おすすめは、その人を思い出したときに最初に浮かんだ一場面を、そのまま書くことです。うまくなくていい。「駅まで毎朝、車で送ってくれた」でいいのです。そこから思い出は連鎖します。一行書けば、二行目が出てきます。
この記事で紹介した誕生日の例も、妻の誕生日にサプライズで贈る歌の考え方も、出発点は同じです。立派な文章ではなく、その人だけの断片。歌詞は先に届くので、後から直せます。だから最初の一枚は、思いつくままで構いません。

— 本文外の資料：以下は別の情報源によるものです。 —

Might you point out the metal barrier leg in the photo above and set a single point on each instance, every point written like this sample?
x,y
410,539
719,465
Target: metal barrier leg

二分後に届くのは、その人の名前が入った、その人のためだけの歌です。作り方の全体は、これで一巡します。あとは相手に送るだけです。
よくあるご質問
パーソナライズド・ソングの作り方は難しいですか。▾
難しくありません。短いフォームに贈る相手のことを書けば、あとは待つだけです。作曲や楽器の知識はいりません。うまい文章より、その人らしい一行のほうが歌に効きます。
仕上がりまでどのくらいかかりますか。▾
歌詞を確認したあと、仕上がりまではおおむね二分ほどです。誕生日の朝に思い立って昼には手元にある、それくらいの速さです。届くのは再生できるリンクなので、そのまま相手に送れます。
歌詞は自分で確認できますか。▾
できます。歌になる前に、まず歌詞が届きます。名前の読み方を直したり、入れたくない思い出を外したり、その段階で調整してから仕上げに進めます。
ブリーフには何を書けばいいですか。▾
名前と呼び方、具体的な一場面、口ぐせや癖、渡す場面。この四つがあれば十分です。抽象的な感謝より、その人にしか当てはまらない断片を書いてください。
日本語ならではの気をつけどころはありますか。▾
呼び方の距離感が歌の温度を決めます。「お父さん」か「親父」かで印象が変わるので、実際に使っている呼び方をそのまま書いてください。季節の言葉を一つ添えると、いつ贈った歌かが刻まれます。